Overall, while Italy is expected to maintain some demand this year, it is unlikely that demand will grow significantly without other stimulus policies, simplifying grid connection review procedures and improving grid transmission, and PV demand could be stimulated by expanding rural power development and other large-scale projects. It is currently estimated that Italy will meet its 2030 installation target of about 36%, with an average of at least 7There is still considerable PV demand for 3GW of installed capacity in the long run, but if we want to accelerate the pace of PV installation, we still need to see whether the above problems can be improved.

Looking at the European market from the first quarter to the first half of 2024, due to the impact of winter and the shortage of installed manpower in the first quarter, the demand may be affected by the traditional off-season for European cargo pulling, but in the near future, European distributors have accelerated the speed of module inventory consumption, and the rapid inventory reduction will enable Europe to pull goods and replenish the warehouse, which is expected to support the European market demand in the first quarter of this year to a certain extent. However, in terms of long-term demand, the average electricity price in Europe fell from a high of 438 euros per MWh in September 2022 to 84 euros per MWh in December 2023, a drop of more than 80%, which may affect the degree of demand for PV by end users, making it difficult to reproduce the demand heat of the same period last year in the first half of this year. And in terms of year-round demand, with.

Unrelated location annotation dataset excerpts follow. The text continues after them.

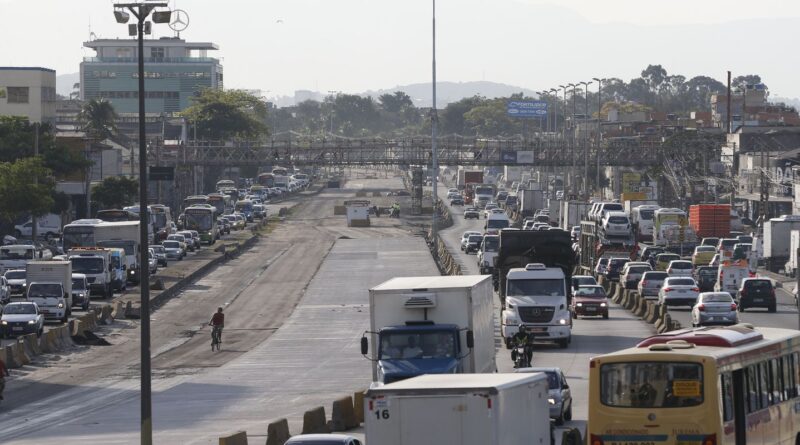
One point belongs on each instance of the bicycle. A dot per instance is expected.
(216, 337)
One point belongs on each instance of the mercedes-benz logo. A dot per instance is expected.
(180, 20)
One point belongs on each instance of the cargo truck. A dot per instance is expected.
(95, 263)
(776, 241)
(470, 409)
(49, 285)
(430, 325)
(531, 276)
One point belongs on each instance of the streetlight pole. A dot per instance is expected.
(141, 11)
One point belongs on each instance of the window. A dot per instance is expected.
(17, 95)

In the second and third quarters, the European market is expected to maintain a certain degree of demand, and with the arrival of the off-season in the fourth quarter, there may be a normal downward revision of the pulling momentum.

And in terms of year-round demand, with.

In the second and third quarters, the European market is expected to maintain a certain degree of demand, and with the arrival of the off-season in the fourth quarter, there may be a normal downward revision of the pulling momentum.

On the whole, the rapid consumption of European inventories is expected to maintain a certain amount of demand in the first quarter of this year, but it cannot reproduce the tide of pulling goods in the same period last year; In the second half of the year, with the battery technology from P to N, the demand is expected to be **, and this year's demand has the opportunity to grow by at least 15% compared with last year. Looking forward to long-term demand, as most European countries want to meet the 2030 installation target, but the current compliance rate of most countries has not exceeded 40%, reflecting the urgency of accelerating the installation rate, and net zero has become the energy development goal of most European countries and even the European Union, long-term demand is expected to continue to rise.